Young Wu's Homepage

Prev: L3, Next: L5

Zoom: Link, Piazza: Link, Google Form: Link.

Wisc ID for in-class quiz: (if your wisc email is "test@wisc.edu", please enter "test")
Token: (will be given during the lectures)

Slide:

# Gradient Descent

📗 Gradient descent will be used, and the gradient will be computed using chain rule. The algorithm is called backpropogation: Wikipedia.

📗 For a neural network with one input layer, one hidden layer, and one output layer:

➩ \(\dfrac{\partial C_{i}}{\partial w_{j}^{\left(2\right)}} = \dfrac{\partial C_{i}}{\partial a_{i}^{\left(2\right)}} \dfrac{\partial a_{i}^{\left(2\right)}}{\partial w_{j}^{\left(2\right)}}\), for \(j = 1, 2, ..., m^{\left(1\right)}\).

➩ \(\dfrac{\partial C_{i}}{\partial b^{\left(2\right)}} = \dfrac{\partial C_{i}}{\partial a_{i}^{\left(2\right)}} \dfrac{\partial a_{i}^{\left(2\right)}}{\partial b^{\left(2\right)}}\).

➩ \(\dfrac{\partial C_{i}}{\partial w_{j' j}^{\left(1\right)}} = \dfrac{\partial C_{i}}{\partial a_{i}^{\left(2\right)}} \dfrac{\partial a_{i}^{\left(2\right)}}{\partial a_{ij}^{\left(1\right)}} \dfrac{\partial a_{ij}^{\left(1\right)}}{\partial w_{j' j}^{\left(1\right)}}\), for \(j' = 1, 2, ..., m, j = 1, 2, ..., m^{\left(1\right)}\).

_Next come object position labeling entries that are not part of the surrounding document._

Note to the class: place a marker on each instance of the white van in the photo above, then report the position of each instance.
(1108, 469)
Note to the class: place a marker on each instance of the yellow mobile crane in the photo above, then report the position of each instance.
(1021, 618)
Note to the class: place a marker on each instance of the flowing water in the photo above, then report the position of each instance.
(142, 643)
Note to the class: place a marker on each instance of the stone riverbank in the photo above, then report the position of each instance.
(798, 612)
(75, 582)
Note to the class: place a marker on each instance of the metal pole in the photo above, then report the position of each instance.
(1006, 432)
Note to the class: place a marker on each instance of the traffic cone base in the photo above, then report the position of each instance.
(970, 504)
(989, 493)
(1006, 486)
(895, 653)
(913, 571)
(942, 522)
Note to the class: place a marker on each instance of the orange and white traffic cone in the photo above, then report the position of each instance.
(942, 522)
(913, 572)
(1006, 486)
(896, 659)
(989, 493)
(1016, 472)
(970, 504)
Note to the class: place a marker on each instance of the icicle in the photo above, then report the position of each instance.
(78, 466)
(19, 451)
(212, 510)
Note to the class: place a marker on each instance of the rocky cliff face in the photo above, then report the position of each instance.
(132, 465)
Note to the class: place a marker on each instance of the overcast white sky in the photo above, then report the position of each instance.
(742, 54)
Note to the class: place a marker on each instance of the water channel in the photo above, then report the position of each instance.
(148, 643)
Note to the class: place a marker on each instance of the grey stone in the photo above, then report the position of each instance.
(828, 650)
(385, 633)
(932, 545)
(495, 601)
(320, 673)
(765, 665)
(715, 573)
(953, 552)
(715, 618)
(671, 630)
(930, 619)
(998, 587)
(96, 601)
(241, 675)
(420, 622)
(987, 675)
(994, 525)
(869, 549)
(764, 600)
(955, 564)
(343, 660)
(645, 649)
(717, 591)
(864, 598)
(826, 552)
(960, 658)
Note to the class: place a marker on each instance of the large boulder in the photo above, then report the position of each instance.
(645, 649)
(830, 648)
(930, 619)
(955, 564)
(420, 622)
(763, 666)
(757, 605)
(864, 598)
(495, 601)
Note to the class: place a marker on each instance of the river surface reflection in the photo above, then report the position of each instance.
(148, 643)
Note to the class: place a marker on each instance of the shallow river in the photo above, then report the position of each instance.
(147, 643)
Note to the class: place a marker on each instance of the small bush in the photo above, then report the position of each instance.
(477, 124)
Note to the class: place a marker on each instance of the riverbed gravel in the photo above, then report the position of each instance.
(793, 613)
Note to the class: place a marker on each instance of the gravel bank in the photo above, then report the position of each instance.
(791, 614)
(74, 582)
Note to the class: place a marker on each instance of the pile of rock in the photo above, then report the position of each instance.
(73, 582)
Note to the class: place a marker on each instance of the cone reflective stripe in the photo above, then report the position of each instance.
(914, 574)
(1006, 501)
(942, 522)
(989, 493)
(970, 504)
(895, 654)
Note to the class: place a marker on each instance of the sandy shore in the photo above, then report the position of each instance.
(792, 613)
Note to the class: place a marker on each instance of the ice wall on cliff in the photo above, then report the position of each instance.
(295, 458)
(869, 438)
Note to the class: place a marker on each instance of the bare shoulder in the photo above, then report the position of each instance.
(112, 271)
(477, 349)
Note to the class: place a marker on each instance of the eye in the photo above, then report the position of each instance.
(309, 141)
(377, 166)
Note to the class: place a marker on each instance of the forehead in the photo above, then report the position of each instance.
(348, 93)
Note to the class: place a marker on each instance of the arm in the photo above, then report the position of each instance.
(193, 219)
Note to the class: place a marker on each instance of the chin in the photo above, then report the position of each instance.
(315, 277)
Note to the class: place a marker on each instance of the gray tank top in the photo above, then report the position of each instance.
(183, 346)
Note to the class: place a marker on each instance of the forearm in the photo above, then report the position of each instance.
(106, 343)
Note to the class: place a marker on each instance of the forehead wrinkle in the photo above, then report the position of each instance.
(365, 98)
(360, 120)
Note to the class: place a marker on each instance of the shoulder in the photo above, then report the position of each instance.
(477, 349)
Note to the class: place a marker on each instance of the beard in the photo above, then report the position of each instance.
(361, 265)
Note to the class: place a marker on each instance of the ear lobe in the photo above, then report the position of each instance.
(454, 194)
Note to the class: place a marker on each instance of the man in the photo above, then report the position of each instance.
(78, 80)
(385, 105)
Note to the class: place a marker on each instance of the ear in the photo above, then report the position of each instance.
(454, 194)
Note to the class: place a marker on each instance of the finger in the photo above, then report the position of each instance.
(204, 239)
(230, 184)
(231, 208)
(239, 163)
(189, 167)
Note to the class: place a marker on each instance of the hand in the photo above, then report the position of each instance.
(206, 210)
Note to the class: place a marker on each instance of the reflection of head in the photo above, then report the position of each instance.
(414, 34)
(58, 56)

➩ \(\dfrac{\partial C_{i}}{\partial b_{j}^{\left(1\right)}} = \dfrac{\partial C_{i}}{\partial a_{i}^{\left(2\right)}} \dfrac{\partial a_{i}^{\left(2\right)}}{\partial a_{ij}^{\left(1\right)}} \dfrac{\partial a_{ij}^{\left(1\right)}}{\partial b_{j}^{\left(1\right)}}\), for \(j = 1, 2, ..., m^{\left(1\right)}\).

📗 More generally, the derivatives can be computed recursively.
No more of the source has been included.